I've done a lot of thinking lately, of as always i need to 'blog' it out, and of course from my other blogs there is this guy that has been a really big part of my life for a year now, i mean 80% of my thoughts have been him, a mention of his name gives a warm and comforting shiver down my spine, whenever i think of him, it can just lighten me up, when i see him i just get butterflies instantly, him borrowing my calculator was the highlight of my day, he even stand up to his friends if they say anything to me, you don't get many of those guys around...he just means so much to me.. I don't even go out with him! he has a girlfriend so what am i doing to myself??

This is what i've had to think about recently, i mean a year loving someone who isn't yours? that isn't a healthy to do, i've tried to move on in the past but the pain of trying to do it was so unbearable, like how could i just stop loving this guy i look up to and have a lot of respect for! but... realistically i know we will never be together, he isn't gay, he loves his girlfriend, and i have been a bitch to her and it isn't fair for me to be like that, i'm sure she is a very nice person,, heh she must be if she has him and i don't ;) ...

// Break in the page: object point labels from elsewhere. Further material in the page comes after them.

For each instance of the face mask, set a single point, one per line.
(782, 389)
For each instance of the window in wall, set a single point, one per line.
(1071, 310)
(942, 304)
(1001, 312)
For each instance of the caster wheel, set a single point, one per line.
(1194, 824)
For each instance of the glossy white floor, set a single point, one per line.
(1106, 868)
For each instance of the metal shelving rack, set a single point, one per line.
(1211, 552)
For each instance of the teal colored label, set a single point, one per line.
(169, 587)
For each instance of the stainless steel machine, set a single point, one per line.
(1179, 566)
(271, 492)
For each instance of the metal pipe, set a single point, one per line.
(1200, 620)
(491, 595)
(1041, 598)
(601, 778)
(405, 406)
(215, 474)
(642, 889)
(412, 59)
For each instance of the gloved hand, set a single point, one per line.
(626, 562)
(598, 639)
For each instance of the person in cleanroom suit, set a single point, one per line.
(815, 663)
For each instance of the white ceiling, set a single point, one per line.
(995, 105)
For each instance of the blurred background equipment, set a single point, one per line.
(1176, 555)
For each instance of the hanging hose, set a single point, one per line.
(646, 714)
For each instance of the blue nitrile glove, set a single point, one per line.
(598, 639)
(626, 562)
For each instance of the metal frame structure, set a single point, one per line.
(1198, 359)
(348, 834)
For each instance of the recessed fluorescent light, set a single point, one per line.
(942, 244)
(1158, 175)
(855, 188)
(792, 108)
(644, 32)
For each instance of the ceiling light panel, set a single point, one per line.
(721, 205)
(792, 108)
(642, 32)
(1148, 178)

What is there for me on the horizon?? it hurts so much having to go through this, i mean i have pretty much moved on from the guy that meant everything to me for a whole year.. i think i'm going to leave the boy book on the shelf and focus on things like my studies, they seem like the most important thing right now, i will just have to adapt to not having those feelings there :( of course i will have a special place still in my heart for him, i can't just forget those feelings, i gained a friendship out of this and that is so much more than what i expected.. sure it didn't go the way i hoped... but does anything?